“Bless your heart, child” (with a good-natured little laugh)! “I’ve rested ever so much. When you get used to it, you can sleep standing up, with a bowl of gruel in one hand, and a bottle of hot water in the other, ready for action. Just as soon as the anxiety was off, I got rest; and, while I was anxious, you know, I lived on that—does about as well as sleep for keeping up strength; I guess you tried it yourself, by the looks of your white cheeks and great big eyes! Land alive! I never see them look so big; did you, Judge? But Susan says you behaved like a soldier. Well, I knew you would. I says, to myself, says I, ‘She is made of the stuff that will bear it, and do her best;’ and it give me strength to do my best for your pa, ’cause I knew you was depending on me. Says I, ‘I’ve got two sides to this responsibility now; there’s the Judge, lying helpless, and knowing that every single thing that’s done for him, for the next month or so, must come through me; and there’s his daughter down-stairs, trusting to me to bring him through;’ and I did my level best.”
And then Ruth shuddered. It was impossible for her to feel anything but repulsion.
At last Susan—wise-hearted Susan—came to her rescue. She had imperative need for “mother” in the kitchen, for a few minutes. Ruth watched eagerly, as she waddled away, until the door closed after her, then turned with hungry eyes toward her father, ready to pour out her pent-up soul, as she never had done before. His eyes were turned toward the door, and he said, as the retreating footsteps were lost to them:
“If you have joy in your heart, daughter—as I know you have—for the restoration of your father, you owe it, under God, to that woman. I never even imagined anything like the utter self-abnegation that she showed. Disease, in its most repulsive, most loathsome form, held me in its grasp, until I know well I looked less like a human being than I did like some hideous wild animal. Why, I have seen even the doctor start back, overcome, for a moment, by the sight! But she never started back, nor faltered, in her patient, persistent, tender care, through it all. We both owe her our gratitude and our love, my daughter.”
Do you know Ruth well enough to understand that she poured out no pent-up tide of tenderness upon her father, after that? She retired into her old silent self, to such a degree that the father looked at her wonderingly, at first, then half wearily, and turned his head and closed his eyes, that he might rest, since she had nothing to say to him.
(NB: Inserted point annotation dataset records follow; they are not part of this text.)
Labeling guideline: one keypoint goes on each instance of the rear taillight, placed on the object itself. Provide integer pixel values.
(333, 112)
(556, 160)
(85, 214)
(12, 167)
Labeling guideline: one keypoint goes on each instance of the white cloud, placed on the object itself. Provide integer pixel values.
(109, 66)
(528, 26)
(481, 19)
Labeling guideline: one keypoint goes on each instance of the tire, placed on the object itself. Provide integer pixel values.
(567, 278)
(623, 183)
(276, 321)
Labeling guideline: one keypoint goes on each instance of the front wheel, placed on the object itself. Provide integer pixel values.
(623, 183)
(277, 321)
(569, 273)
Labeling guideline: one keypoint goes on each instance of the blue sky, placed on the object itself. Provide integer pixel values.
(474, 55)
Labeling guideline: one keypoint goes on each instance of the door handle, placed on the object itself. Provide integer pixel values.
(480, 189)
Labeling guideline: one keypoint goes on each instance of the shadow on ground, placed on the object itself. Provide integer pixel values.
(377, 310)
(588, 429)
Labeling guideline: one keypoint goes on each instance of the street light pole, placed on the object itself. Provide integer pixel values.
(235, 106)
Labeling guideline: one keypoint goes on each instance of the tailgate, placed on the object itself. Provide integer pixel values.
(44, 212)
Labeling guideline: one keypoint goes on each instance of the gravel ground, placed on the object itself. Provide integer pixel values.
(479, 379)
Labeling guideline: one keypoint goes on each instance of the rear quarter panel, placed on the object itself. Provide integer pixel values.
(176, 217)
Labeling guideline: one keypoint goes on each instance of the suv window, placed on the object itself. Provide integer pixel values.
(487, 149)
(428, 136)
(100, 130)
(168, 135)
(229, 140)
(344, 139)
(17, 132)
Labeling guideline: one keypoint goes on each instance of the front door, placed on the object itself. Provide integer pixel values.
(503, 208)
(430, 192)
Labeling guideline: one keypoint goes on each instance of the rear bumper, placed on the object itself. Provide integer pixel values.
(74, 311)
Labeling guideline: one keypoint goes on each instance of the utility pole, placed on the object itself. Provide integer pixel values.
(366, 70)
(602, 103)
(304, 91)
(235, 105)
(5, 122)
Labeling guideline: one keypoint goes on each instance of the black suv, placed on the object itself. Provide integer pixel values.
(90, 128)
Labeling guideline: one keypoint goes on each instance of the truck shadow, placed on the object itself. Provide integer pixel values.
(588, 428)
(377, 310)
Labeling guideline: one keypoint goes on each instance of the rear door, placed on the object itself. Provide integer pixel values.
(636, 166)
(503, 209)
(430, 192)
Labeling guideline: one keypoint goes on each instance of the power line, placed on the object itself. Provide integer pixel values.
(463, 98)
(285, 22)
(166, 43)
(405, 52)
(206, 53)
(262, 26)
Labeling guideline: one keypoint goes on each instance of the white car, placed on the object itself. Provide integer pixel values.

It was two or three days afterward that she tried again. In the meantime, she had chided herself sharply for her folly. Why had she allowed herself to be so cold—so apparently heartless—when her heart was so full of love? Was she really so demoralized, she asked herself, that she would have her father other than grateful for the care which had been bestowed? Of course he was grateful, and of course he desired to show it, as any noble nature should. After all, what had he said but that they both owed her a debt of gratitude and love?
“So we do,” said Ruth, sturdily. “I should love a dog who had been kind to him.” And then she suppressed an almost groan over the startling thought that, if this woman had been only a dog, she could have loved!
But she was left alone with her father again. He had advanced to the sitting-up stage, and she was to sit with him and amuse him, while Mrs. Erskine attended to some outside matter, Ruth neither knew nor cared what, so that she went away. She was tender and thoughtful, shading her father’s weakened eyes from the light, picking up his dropped handkerchief, doing a dozen little nothings for him, and occasionally speaking some tender word. He was not disposed to talk much beyond asking a few general questions as to what had transpired during his absence from the world. Then, presently, he broke an interval of silence, during which he had sat with closed eyes, by asking:
“Where is Susan?”
“Susan!” his daughter repeated, half startled. “Why, she is in the kitchen, I presume; she generally is, at this hour of the morning. She has had to be housekeeper and cook and I hardly know what not, during these queer days. She has filled all the posts splendidly! I don’t know what you would have eaten but for her.”